Doctors are overdiagnosing asthma, with inhalers frequently dispensed for no good reason, to the point that they have "almost become a fashion accessory," argue two leading respiratory doctors in a leading article published online in the Archives of Disease in Childhood.
In the past asthma was undoubtedly underdiagnosed, but the evidence now is that the pendulum has swung too far in the opposite direction, insist Professor Andrew Bush and Dr Louise Fleming of Imperial College and Royal Brompton & Harefield NHS Foundation Trust, in the journal.
It matters, not only because of the cost of inhalers, but also because of their side effects, which are more likely to occur in patients who are prescribed an inappropriate dose, they say.
"Inhaled corticosteroids, when properly used, dramatically improve quality of life and reduce the risk of asthma attacks and mortality," they write.
But there are potential side effects associated with their use, they point out. These include growth suppression and the dampening down of immune cell activity in the airways and the subsequent heightened risk of respiratory infections.

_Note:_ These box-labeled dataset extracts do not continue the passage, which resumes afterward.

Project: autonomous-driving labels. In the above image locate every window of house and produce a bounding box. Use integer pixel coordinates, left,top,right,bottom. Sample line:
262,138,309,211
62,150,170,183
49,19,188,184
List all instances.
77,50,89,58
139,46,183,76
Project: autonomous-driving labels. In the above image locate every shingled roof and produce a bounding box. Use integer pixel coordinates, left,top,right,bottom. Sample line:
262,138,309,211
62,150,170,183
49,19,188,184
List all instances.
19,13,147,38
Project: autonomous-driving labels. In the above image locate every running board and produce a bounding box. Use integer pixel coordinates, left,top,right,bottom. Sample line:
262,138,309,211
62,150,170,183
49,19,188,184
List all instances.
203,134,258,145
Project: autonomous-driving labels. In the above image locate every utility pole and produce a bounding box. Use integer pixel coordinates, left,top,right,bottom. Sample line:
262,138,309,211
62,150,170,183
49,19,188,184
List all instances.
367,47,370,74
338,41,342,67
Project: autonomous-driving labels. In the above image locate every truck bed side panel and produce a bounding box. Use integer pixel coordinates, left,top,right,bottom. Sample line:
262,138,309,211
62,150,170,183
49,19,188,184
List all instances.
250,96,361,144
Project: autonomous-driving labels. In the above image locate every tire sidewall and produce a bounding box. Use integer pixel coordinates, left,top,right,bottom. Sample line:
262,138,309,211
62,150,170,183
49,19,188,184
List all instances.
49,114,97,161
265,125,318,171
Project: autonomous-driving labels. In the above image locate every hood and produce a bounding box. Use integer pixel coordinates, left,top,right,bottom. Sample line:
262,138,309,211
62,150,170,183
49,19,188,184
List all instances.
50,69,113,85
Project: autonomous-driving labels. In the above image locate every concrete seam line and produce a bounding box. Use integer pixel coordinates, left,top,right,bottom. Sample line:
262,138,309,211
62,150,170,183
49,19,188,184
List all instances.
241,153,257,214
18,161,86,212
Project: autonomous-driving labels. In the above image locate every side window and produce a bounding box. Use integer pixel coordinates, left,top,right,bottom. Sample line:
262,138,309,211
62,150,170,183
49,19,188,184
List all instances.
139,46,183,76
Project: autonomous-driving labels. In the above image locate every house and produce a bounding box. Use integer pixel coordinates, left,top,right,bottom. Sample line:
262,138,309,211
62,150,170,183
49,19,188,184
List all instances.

"There is also evidence that systemic absorption of [inhaled corticosteroids] depends not just on the prescribed dose, but is greater if the dose is inappropriately high for the degree of airway inflammation," they caution.
Key to diagnosing asthma correctly is a detailed knowledge of normal respiratory symptoms in healthy children, they say. But as the National Review of Asthma deaths shows, children who have asthma still die because of failures in basic management, including not taking inhalers that they really need.
"We propose that one contributing factor is that the diagnosis of asthma has been trivialised and inhalers dispensed for no good reason, and have become almost a fashion accessory," they write.
"The result is, the fact that asthma is a killing disease if not correctly managed, is overlooked," they say.
All too often, the hallmark symptom of asthma--wheeze--is used imprecisely by both parents and healthcare professionals. More objective evidence, such as simple breathing tests, is required before a diagnosis is made, they suggest.
"Is there any other chronic disease in the world in which children are committed to potentially hazardous, long term therapy without every effort being made objectively to document the diagnosis?" they ask.
They outline various approaches to aid correct diagnosis, including the need to remember that many children outgrow asthma symptoms, and that treatment shouldn't simply be stepped up if the child fails to respond, because there's a chance the diagnosis might not be right in the first place.